DUNDALK DEBUTANTES MAKE THEIR MARK
The world’s greatest race of horses the Flat season was decided in Paris at the same time as St Patrick’s and St Kevin’s met in the senior ladies' final, and this, in the light of what we’re talking about, appropriately enough went to a ‘lady’.
The Prix de l'Arc de Triomphe is worth over €2 million in prize money, but winning it carries prestige that couldn’t be valued. The English-trained Bluestocking came home in front, to give Galway-born jockey, Rossa Ryan, the biggest triumph in his fledgling career.
It was at Dundalk where Ryan rode his first winner, six years ago. Not many could have known that on that Friday night, as the fresh-faced youngster made his way into the victory enclosure, that they were seeing a rider who would so early in his career score such a prestigious win, and almost certainly one day be champion jockey.
The prize money, €5,478, for the first race at Dundalk’s meeting last Friday night wouldn’t cover a racegoer’s exes for a weekend in Paris for the Arc meeting; but don’t think for one minute Knockbridge’s David Hoey and the others involved with the winner, Hero Of The Hour, didn’t derive as much satisfaction from their win as the owners of Bluestocking.
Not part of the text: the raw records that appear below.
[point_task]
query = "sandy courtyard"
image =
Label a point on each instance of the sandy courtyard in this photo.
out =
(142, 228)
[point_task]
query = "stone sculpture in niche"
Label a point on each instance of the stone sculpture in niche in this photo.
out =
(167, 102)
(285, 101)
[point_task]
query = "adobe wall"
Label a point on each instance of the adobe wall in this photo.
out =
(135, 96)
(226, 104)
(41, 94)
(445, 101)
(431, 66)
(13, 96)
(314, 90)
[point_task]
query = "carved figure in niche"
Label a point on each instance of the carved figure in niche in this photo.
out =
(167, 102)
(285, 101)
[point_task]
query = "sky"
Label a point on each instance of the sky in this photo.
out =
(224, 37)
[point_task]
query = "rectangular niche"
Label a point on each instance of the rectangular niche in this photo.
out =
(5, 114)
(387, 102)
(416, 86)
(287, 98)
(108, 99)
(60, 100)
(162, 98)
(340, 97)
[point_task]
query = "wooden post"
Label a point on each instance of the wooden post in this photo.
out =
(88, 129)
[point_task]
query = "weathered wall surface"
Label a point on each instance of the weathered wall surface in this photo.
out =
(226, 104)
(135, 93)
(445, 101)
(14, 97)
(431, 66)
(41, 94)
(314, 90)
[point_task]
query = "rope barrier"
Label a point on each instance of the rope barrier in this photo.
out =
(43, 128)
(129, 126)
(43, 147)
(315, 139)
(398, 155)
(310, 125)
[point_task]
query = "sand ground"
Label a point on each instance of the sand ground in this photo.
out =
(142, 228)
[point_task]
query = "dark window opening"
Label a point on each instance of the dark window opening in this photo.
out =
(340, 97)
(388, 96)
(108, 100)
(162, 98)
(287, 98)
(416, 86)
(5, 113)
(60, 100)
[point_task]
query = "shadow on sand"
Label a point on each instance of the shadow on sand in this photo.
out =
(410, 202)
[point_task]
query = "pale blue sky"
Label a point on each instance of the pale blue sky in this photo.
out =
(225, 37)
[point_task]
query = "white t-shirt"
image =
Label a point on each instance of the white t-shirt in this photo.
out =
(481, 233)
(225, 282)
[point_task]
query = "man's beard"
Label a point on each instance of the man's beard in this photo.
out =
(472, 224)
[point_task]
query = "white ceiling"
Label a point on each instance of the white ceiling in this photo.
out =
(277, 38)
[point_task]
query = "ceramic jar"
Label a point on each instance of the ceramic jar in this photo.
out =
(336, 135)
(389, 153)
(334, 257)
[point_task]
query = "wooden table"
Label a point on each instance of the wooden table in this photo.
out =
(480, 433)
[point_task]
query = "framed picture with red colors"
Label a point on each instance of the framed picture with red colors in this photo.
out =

A well-backed 11/4 favourite, Hero Of The Hour, carrying red-and-white colours, which could be a nod to Hoey’s club team, St Bride’s – or maybe it’s Louth’s – won easily. The probability is the Meath-trained bay gelding will continue to be campaigned over the Dowdallshill circuit this winter.
Dundalk is also where local jockey, Shane Gray, kicked off his career. Now stationed in the north of England, the young man had his biggest win at Ascot on Saturday, steering Volterra home in a £92,000 major handicap. TV commentators were loud in their praise of the way Gray rode the heavily-supported to a very easy win.
ST PATRICK’S ON THE DOUBLE
St Patrick’s six-point win over St Kevin’s gave them the ladies’ title for the second successive year. It maintains the fine run the team has been on in recent times, with the intermediate championship in the bag from a few years ago.
This completed a good weekend for the Lordship-based Pat’s. On Saturday, their boys' minor team cause a major upset by beating St Mary’s in the minor championship semi-final. There were high hopes in Ardee that the under-17s could make it three in a row, having won the title last year and the year before that.
But while the champions gave it everything, it was a well-schooled Pat’s team that prevailed by two points in a game of outstanding quality. And now, who else should they take on in the final only neighbours, Cooley Kickhams, who had a very easy win in their semi-final? Like the senior final, this is a game with huge prospects.
DRAW DOES NOTHING TO EASE DUNDALK’S WORRIES
Reasonable as the result was, Dundalk’s Premier Division draw with Galway on Friday night has done nothing to ease fears for the club’s future. It will take a miracle of biblical proportions for the team to avoid ending up in the bottom spot, which, of course, brings with it automatic relegation.
But the prospect of playing in a lower division than the one the club dominated for so long in the last decade, winning title after title, pales in significance when compared with the precarious situation the club finds itself in. Supporters are anxiously waiting on news from ongoing negotiations.